I have several matrices of distances between objects, like this:
Method 1 A B C D ... A 0.0000000 . . . B 0.5458965 0.0000000 . . C 0.9758267 0.9673959 0.0000000 . D 0.9714434 0.9589730 0.5715958 0.0000000 ... Method 2 A B C D ... A 0.0000000 . . . B 0.1063699 0.0000000 . . C 0.4997017 0.4857148 0.0000000 . D 0.4968287 0.4752771 0.0639429 0.0000000 ... Method 3 ...
To give a sense of scale, each matrix is about 10,000 x 10,000 and I have five different methods of distance calculation.

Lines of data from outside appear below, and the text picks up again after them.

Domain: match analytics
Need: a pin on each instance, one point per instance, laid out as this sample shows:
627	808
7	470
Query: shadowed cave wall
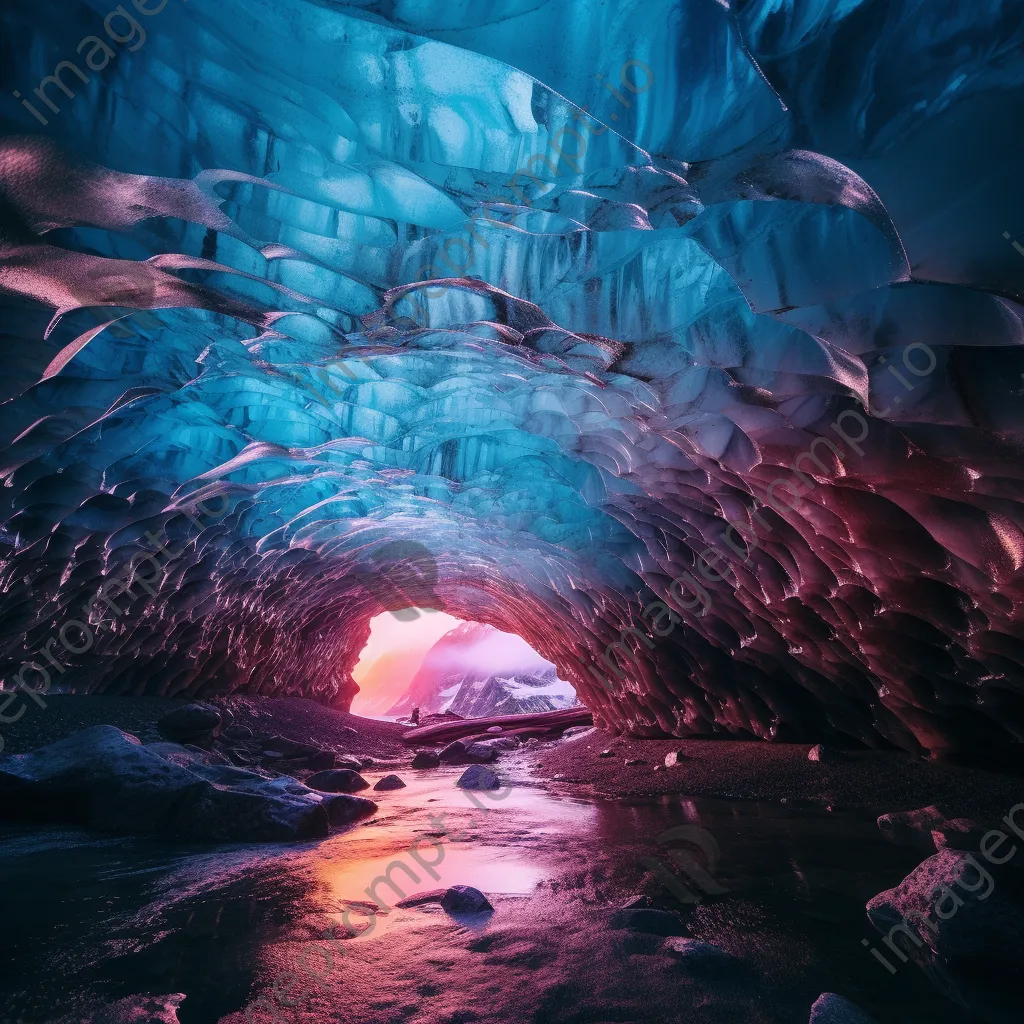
716	402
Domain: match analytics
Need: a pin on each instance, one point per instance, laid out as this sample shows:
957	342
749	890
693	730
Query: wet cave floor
101	928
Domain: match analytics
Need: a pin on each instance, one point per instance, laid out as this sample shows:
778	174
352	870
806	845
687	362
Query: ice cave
678	339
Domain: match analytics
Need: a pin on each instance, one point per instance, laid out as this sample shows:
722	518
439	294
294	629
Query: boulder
832	1009
347	761
465	899
322	761
194	721
958	834
290	749
577	730
453	753
459	752
498	743
961	918
912	827
337	780
105	779
422	899
342	809
478	777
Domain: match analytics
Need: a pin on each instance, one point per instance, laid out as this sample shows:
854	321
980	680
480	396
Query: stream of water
90	920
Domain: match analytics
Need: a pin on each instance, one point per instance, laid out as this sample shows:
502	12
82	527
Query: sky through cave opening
425	658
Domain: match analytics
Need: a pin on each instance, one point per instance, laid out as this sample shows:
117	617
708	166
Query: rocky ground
775	772
294	718
796	859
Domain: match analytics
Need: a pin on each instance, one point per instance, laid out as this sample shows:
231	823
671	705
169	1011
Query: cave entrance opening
428	659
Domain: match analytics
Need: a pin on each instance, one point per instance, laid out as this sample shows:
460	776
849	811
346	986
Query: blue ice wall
682	338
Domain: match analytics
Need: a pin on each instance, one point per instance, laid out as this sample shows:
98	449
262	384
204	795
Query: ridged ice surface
213	282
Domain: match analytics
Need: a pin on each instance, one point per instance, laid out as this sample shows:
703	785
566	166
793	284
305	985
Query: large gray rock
832	1009
912	827
337	780
105	779
342	808
961	918
189	723
478	777
465	899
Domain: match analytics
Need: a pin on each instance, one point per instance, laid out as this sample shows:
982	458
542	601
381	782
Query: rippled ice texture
753	301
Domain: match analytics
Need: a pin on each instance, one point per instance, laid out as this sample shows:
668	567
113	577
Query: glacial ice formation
540	310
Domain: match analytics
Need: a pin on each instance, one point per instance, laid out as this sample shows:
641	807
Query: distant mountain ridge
475	671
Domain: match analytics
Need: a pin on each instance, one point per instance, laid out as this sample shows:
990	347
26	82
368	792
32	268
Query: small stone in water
465	899
478	777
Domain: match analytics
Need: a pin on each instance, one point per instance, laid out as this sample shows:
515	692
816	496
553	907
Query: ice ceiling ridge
289	342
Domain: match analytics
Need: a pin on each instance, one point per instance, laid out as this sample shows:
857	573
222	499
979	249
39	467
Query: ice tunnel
681	339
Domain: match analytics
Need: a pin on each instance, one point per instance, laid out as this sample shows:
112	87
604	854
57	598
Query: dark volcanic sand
92	919
294	718
778	772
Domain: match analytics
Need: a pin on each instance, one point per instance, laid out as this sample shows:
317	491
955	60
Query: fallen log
549	721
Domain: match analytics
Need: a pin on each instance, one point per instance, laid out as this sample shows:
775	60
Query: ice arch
285	259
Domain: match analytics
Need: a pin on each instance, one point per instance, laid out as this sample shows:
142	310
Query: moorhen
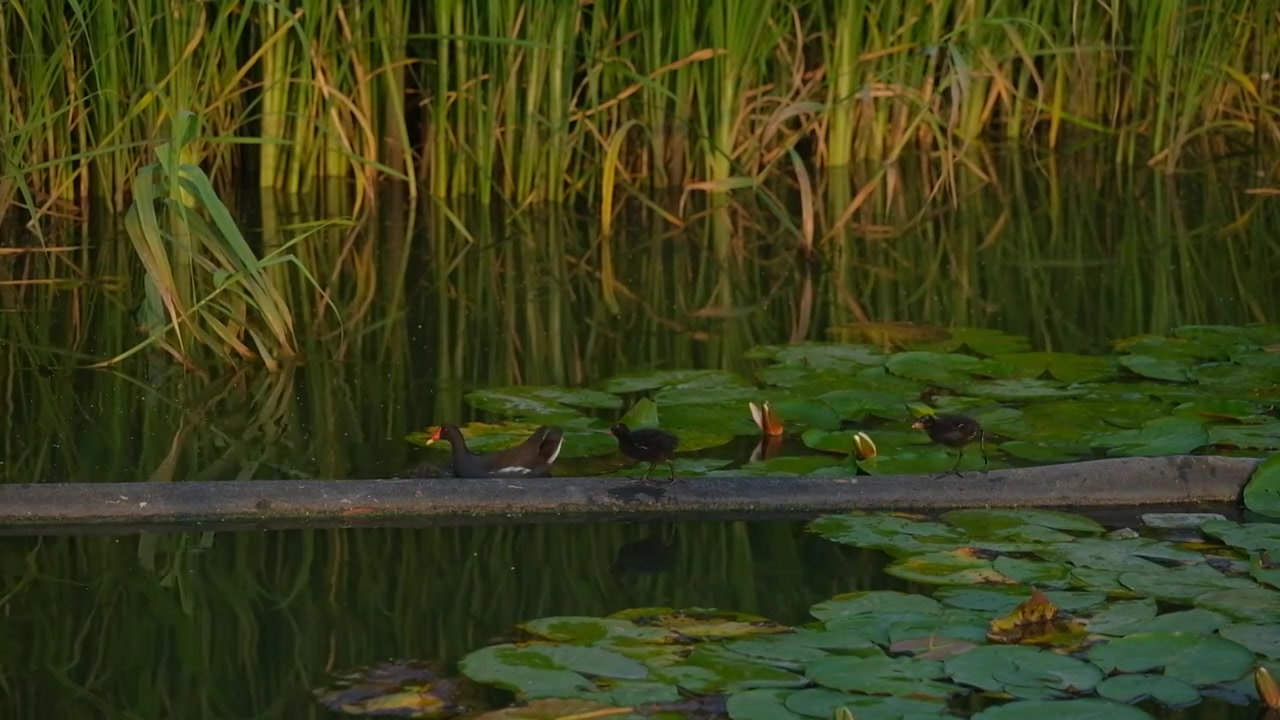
650	445
954	432
530	459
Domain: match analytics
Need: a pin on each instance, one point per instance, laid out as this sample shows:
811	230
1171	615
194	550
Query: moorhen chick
530	459
650	445
954	432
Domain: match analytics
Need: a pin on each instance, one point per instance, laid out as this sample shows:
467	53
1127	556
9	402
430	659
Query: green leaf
1009	523
1023	671
1164	436
823	702
547	670
643	414
1157	368
1065	367
1262	491
882	675
1079	709
1200	660
652	379
1136	688
944	369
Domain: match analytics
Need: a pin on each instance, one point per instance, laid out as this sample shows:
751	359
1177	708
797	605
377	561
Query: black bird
954	432
650	445
530	459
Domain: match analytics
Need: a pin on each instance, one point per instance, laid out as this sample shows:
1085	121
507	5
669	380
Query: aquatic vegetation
1036	610
1212	390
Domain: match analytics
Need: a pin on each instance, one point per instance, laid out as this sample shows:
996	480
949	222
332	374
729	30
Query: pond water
443	304
246	624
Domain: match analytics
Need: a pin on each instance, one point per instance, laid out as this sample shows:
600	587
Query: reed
531	101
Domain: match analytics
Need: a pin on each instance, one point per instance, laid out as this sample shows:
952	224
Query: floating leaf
1200	660
652	379
1164	436
823	702
1251	605
1023	671
1001	523
1161	688
882	675
1079	709
1065	367
894	534
547	670
1262	491
1157	368
944	369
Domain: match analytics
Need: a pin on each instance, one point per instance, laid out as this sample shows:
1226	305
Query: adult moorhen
530	459
650	445
954	432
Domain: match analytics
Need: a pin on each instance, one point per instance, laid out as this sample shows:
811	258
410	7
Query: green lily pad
1004	600
1197	620
984	341
1020	390
895	536
819	355
956	568
858	404
1045	452
1262	638
1182	584
1078	709
1244	536
1161	688
823	702
1065	367
709	669
1253	605
1157	368
1114	555
882	675
643	414
1023	671
1262	436
1196	659
1121	618
944	369
652	379
547	670
1262	491
594	630
1009	523
873	602
1040	573
727	419
762	703
1159	437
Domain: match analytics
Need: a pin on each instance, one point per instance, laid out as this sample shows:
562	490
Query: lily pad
1078	709
1157	368
944	369
1161	688
882	675
894	534
1009	523
652	379
1200	660
547	670
1262	491
1164	436
1023	671
1065	367
823	702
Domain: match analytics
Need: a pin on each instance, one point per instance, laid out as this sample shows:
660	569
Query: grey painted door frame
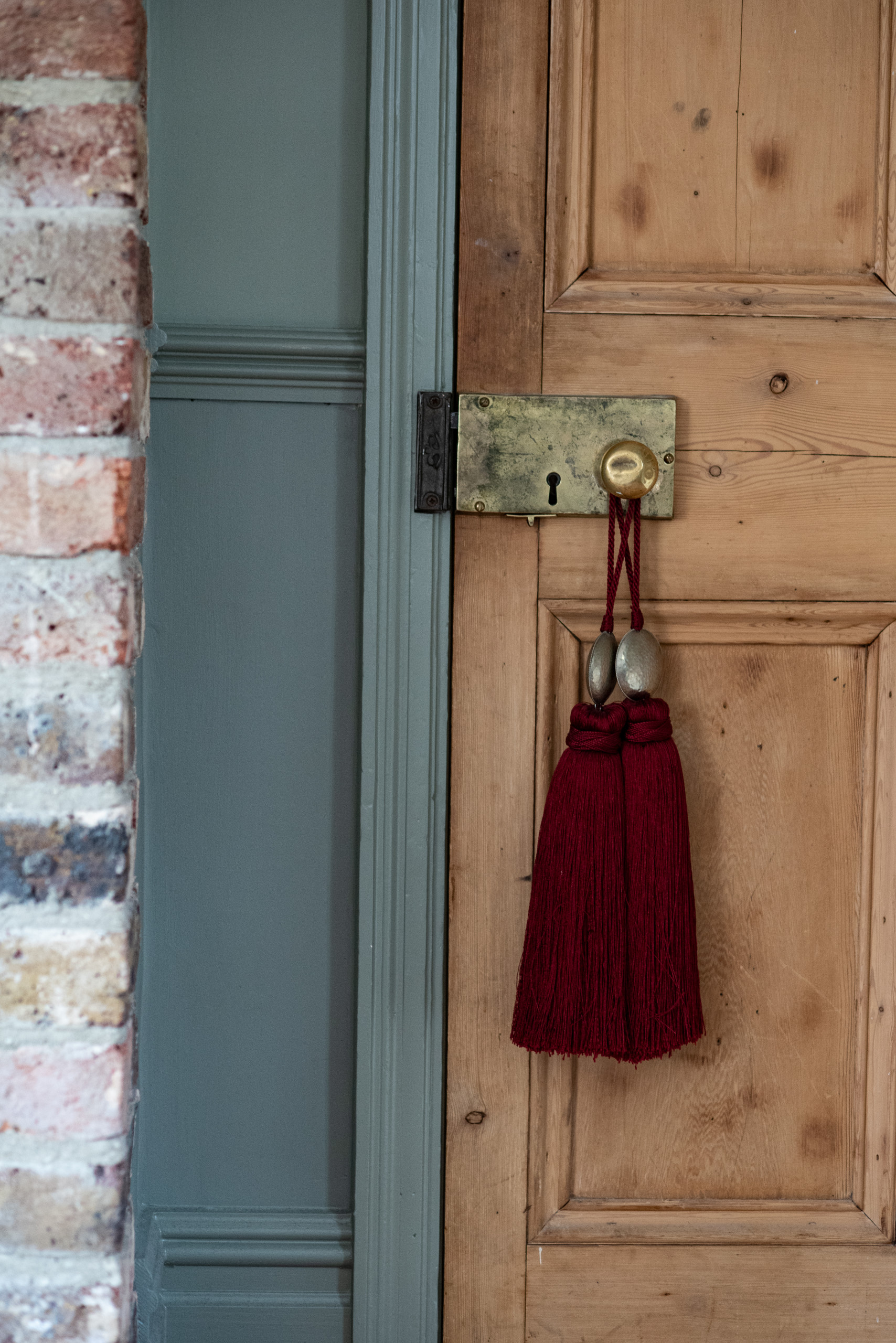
405	707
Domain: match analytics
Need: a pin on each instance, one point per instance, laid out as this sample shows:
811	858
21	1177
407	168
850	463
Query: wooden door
689	198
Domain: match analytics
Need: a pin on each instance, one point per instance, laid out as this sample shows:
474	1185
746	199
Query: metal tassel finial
638	664
602	668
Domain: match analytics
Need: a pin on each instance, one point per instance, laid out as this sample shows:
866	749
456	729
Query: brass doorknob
629	471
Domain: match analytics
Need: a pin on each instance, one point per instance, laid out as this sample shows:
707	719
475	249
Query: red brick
65	505
74	272
63	38
89	155
71	386
87	610
65	1092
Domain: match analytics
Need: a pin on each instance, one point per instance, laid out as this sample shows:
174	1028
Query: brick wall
74	294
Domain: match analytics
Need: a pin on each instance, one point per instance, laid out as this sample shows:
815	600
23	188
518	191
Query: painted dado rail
255	365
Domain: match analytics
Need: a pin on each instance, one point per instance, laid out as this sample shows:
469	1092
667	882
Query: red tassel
664	1008
570	996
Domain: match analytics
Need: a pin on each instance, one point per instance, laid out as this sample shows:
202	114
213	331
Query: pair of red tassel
610	960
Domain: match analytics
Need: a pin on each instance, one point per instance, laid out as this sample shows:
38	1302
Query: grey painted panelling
249	805
257	164
402	871
264	1319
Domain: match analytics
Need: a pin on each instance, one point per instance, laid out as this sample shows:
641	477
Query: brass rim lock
629	471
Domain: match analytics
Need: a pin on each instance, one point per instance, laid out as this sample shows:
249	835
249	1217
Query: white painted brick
87	609
66	722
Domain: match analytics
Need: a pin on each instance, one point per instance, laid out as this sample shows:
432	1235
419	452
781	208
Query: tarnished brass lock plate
508	446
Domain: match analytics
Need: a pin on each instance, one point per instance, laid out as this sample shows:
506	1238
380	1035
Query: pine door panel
679	1294
688	198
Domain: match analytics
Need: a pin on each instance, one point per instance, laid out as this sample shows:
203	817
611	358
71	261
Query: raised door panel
714	1294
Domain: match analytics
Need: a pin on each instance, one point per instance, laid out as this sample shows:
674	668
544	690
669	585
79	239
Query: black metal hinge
435	437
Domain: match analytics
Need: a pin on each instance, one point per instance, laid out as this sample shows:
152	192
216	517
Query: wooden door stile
503	172
490	871
886	223
880	1116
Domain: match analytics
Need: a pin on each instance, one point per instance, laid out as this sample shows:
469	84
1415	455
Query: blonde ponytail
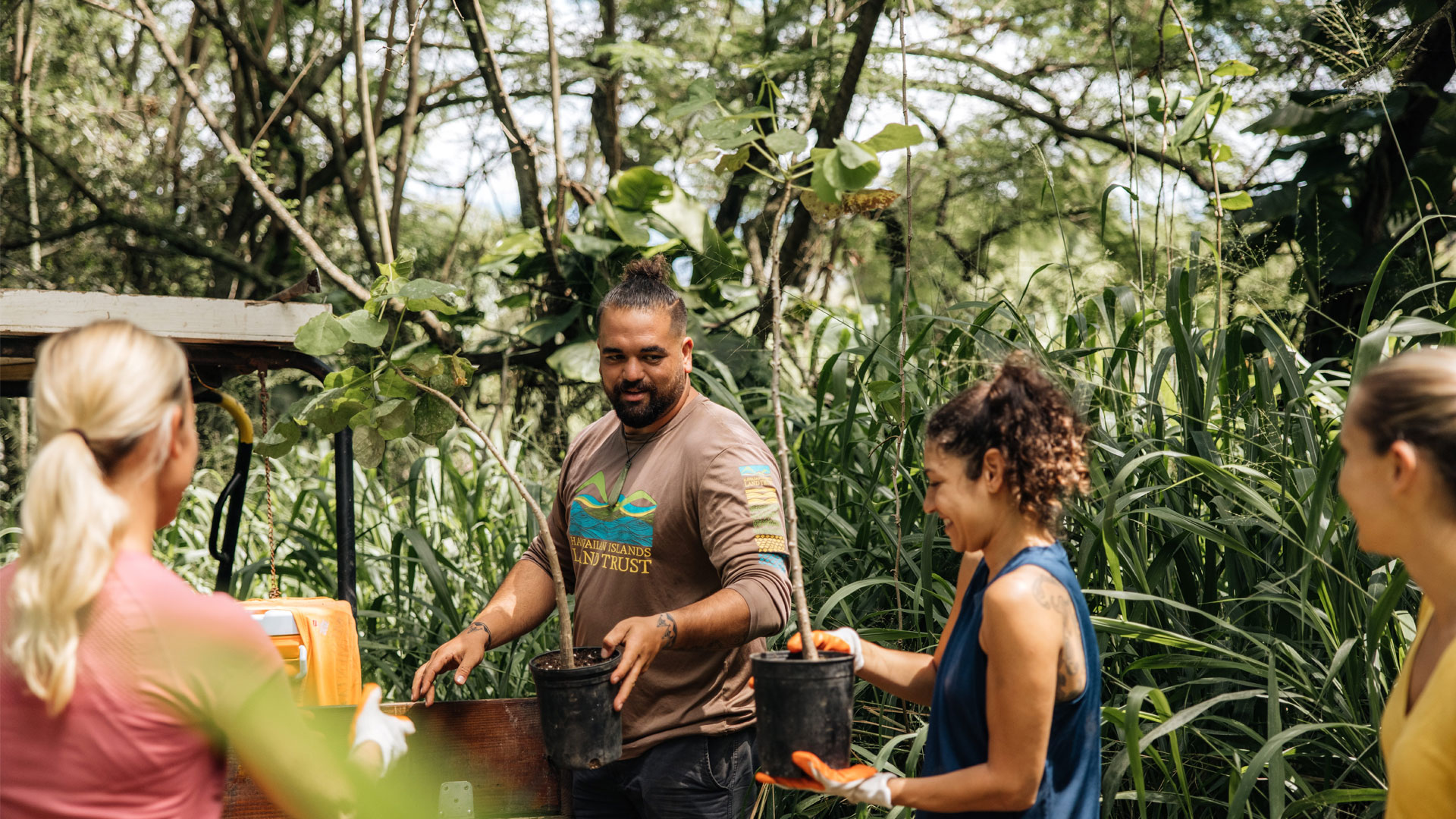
98	392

I also have a Postgres database that has a table that stores information about objects A, B, C, D, etc., so I'm looking at SQL solutions specifically.
Let's say a user selects object B in my app. I then display a table of the closest objects to B. Since the distance matrices are on different scales, I convert the values to ranks and use the average of the ranks to sort the results.
What is an efficient way to store this data? The obvious way would be like this:
method obj1 obj2 d 1 A B 0.5458965 1 A C 0.9758267 ...
Then, I just query for
obj1='B' OR obj2='B', group by
rank(d), and aggregate the ranks by mean. Is this a reasonable schema for this problem?